Back in early November, I was in Germany working with Blue Byte on their game - The Settlers: Rise of an Empire (which is looking real cool, by the way). Flew into Heathrow, smaller plane to Dusseldorf, and then back. Partial story of the trip is here. But about the same time as I was jetting about, former KBG agent Alexander Litvenenko was poisoned by a massive dose of Polonium-210
Time passes, as does Litvenenko. I'm back in Seattle and it is early December, and I get an urgent email from Blue Byte to contact them. The Brits had found trace amounts of PO-210 on four planes, including the one I was on for the Dusseldorf/Heathrow hop. There was no immediate danger, but everyone on board was encouraged to see their physician, just in case. Now.
So I call my GP, was told that things were kinda full, explained to them that there was an outside chance of my being radioactive, and was given an immediate appointment. There was a general determinance of my good health (no surprise - in the mean time, the LB and I had the great Thanksgiving disaster, which resulted in us walking four miles uphill in the snow) and a recommendation that I see the staff radiologist. He was in turn interested (I was his first Litvenenko-related case), ran a radiation counter/tricorder/studfinder over me, and declared me OK.
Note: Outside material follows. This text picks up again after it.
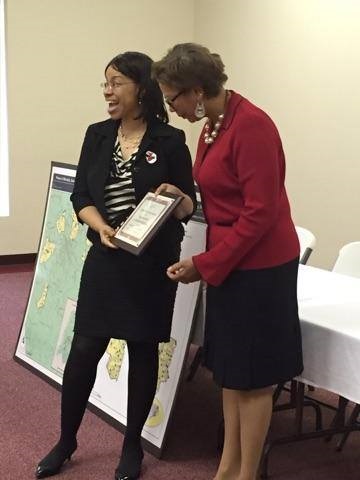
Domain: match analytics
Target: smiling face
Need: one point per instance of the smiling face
(121, 94)
(182, 102)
Mind you, Polonium-210 is a heavy particle that can be stopped by clothing or skin. The only prob is if it is injested (which is how Litvinenko got it - through a teapot). Since I didn't lick the pull-down seat tray on that flight, I was pretty sure I was good. Plus the fact that if I had pulled up even a mild dose, I would have showed some definite signs (like keeling over dead) in the month between by fateful flight and the warning.
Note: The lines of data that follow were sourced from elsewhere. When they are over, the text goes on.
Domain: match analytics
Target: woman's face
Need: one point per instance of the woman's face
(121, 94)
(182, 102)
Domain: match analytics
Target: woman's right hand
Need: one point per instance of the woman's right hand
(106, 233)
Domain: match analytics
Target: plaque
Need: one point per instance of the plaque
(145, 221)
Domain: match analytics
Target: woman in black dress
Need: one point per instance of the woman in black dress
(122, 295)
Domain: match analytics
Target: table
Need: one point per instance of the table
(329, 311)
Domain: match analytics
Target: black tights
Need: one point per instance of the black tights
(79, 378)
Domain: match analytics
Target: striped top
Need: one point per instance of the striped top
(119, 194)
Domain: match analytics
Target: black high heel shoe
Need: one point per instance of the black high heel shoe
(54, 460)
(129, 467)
I was concerned, though, and took it with some gallows humor. And my co-workers were amused. One of them said "The symptoms of Polonium poisoning are similar to those of being stabbed through a curtain." That made me laugh. Even in our darkest hour - Shakespeare humor!
So that's my brush with international espionage. Why didn't I mention it sooner? Well, two days BEFORE I got the call to check myself for radiation poisoning, I was talking to my Mom on the phone, and she was worried (as Moms worried) that the Brits were checking flights and since I was on a flight in Europe, I was at risk. And of course I said that there were a lot of flights in Europe, and it was unlikely I was affected.
And of course I was wrong, but I didn't want to then CALL her back and make her worry, so I resolved to mention it in person when I was back in Pgh this past month, when I could demonstrate I was in good health and ... well, not dead.
And I've been mum on the blog as well, but the sudden meme-tagging made me realize that I haven't shared THIS particular fact. But now I have. So there you have it.
How am I? Not Radioactive! Thank You!